Many people believe that email is the scourge of our modern life and there is some truth to this but I do not believe that for many of us; especially of those in the middle management layers that this is the real scourge.

The real scourge is Online Diaries; generally Outlook but all are evil.

When I started my career all those years ago; I had part share in secretary who managed my diary, if you wanted to book a meeting with me, you would generally ask Audrey who would check that I was free and would apply common sense.

1) She would not accept a meeting booking when I was on leave.

2) She would not accept a meeting booking when I was already booked.

3) She would not accept a back-to-back meeting booking, especially in different buildings and would always make sure that I had time to get from one meeting to another.

4) She would generally ensure that I actually had time for a break and time to do some work during the day.

Unfortunately these days; even staff at my ‘exalted level’ do not warrant a secretary or PA and my diary is on line for all to see and so people feel happy to

1) Book meetings when I am on leave

2) Book meetings when I am already attending another meeting; I have an example this week when I am in six meetings simultaneously allegedly.

3)Book me solid for a whole day with no time eat, breath or think and seem to expect me to be able to teleport across campus.

4)Leave me no time to do any work

In fact meetings have proliferated to the extent that they are meaningless.

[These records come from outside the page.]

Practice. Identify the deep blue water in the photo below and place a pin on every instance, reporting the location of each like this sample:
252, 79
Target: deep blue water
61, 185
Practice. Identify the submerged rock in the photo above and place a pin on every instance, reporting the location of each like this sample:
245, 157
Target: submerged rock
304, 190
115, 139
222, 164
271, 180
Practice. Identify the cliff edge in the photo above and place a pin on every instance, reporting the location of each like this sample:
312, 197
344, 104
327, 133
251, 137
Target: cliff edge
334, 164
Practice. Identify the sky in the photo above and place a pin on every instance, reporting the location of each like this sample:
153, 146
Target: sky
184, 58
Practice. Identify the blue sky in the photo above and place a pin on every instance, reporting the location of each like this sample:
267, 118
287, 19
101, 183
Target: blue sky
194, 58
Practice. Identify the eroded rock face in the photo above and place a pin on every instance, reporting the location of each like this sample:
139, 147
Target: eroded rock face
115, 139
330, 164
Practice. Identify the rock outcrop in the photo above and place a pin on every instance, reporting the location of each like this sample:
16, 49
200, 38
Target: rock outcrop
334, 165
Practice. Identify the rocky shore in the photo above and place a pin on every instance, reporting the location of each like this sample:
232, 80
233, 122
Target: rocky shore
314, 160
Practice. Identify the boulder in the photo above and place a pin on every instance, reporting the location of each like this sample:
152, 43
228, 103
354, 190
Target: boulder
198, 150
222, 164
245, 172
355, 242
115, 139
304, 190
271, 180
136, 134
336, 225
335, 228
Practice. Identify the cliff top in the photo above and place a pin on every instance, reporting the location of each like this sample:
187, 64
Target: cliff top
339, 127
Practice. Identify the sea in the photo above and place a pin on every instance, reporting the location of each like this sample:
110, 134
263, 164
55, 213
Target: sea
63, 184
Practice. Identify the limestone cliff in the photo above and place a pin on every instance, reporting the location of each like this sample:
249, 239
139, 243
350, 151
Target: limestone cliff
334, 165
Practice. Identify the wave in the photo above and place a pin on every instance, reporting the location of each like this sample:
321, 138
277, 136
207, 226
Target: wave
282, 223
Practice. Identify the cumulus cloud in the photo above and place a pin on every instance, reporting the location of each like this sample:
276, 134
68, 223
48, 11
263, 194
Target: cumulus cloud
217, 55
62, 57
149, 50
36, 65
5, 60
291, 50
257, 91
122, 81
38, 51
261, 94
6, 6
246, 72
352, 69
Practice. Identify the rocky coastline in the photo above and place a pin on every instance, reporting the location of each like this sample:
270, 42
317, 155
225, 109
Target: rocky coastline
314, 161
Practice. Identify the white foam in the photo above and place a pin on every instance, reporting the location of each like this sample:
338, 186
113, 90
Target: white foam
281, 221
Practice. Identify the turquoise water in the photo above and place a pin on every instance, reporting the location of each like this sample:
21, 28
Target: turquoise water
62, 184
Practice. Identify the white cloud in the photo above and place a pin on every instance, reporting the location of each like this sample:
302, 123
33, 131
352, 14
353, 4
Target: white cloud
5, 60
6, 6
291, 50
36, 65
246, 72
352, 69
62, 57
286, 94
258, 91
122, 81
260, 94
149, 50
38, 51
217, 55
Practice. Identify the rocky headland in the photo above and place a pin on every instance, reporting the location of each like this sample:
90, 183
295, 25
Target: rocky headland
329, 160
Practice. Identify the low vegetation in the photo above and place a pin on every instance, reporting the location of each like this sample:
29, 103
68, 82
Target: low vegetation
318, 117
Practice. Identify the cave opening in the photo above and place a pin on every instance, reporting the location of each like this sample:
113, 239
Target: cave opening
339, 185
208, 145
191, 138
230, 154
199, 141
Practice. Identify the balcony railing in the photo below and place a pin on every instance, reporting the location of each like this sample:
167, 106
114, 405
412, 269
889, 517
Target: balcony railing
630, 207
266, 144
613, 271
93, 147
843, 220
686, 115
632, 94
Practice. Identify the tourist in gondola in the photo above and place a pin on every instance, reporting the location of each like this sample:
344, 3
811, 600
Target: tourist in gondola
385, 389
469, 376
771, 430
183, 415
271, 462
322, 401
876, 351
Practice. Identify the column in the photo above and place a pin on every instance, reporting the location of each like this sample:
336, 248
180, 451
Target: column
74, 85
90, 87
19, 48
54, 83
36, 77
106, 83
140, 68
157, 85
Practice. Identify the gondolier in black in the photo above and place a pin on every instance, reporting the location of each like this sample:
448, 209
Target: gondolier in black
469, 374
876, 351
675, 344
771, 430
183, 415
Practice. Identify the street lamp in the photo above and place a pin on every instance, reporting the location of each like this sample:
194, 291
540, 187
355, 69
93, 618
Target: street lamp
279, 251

Online diaries have made it easy to invite a cast of thousands; book even more meetings, book meetings at the last minute and generally destroy the working day of many.

Meetings are now badly run with no agenda, no minutes and often over-run causing even more running about the campus. There are now so many meetings, that most places have a shortage of meeting rooms and hence meetings are now run in rest areas, canteens and anywhere else that can be found.

So it is not email that is the scourges; it is the modern meeting which is the true time-soak and scourge of many.


  1. gchapman says:

    I was booked for 6 hours yesterday. Two vendor meetings, 3 internal meetings. I had 10 minutes for lunch and maybe an hour to get “work” done. It’s gotten to the point where the only real work I can get done is after work.

    1. Martin Glassborow says:

      I am absolutely certain that the proliferation of meetings is one the major reasons for the length of hours many of us end up working. I don’t tend to count the time I spend on my email at home as working but really it is.

      Most meetings are completely unproductive and a great way of wasting many hours.

  2. Ed says:

    I would have to say my favourite is the daily lunchtime conference call. But I also dislike the “scatter shot” meeting – inviting everyone you can think of, and hoping someone appropriate will attend.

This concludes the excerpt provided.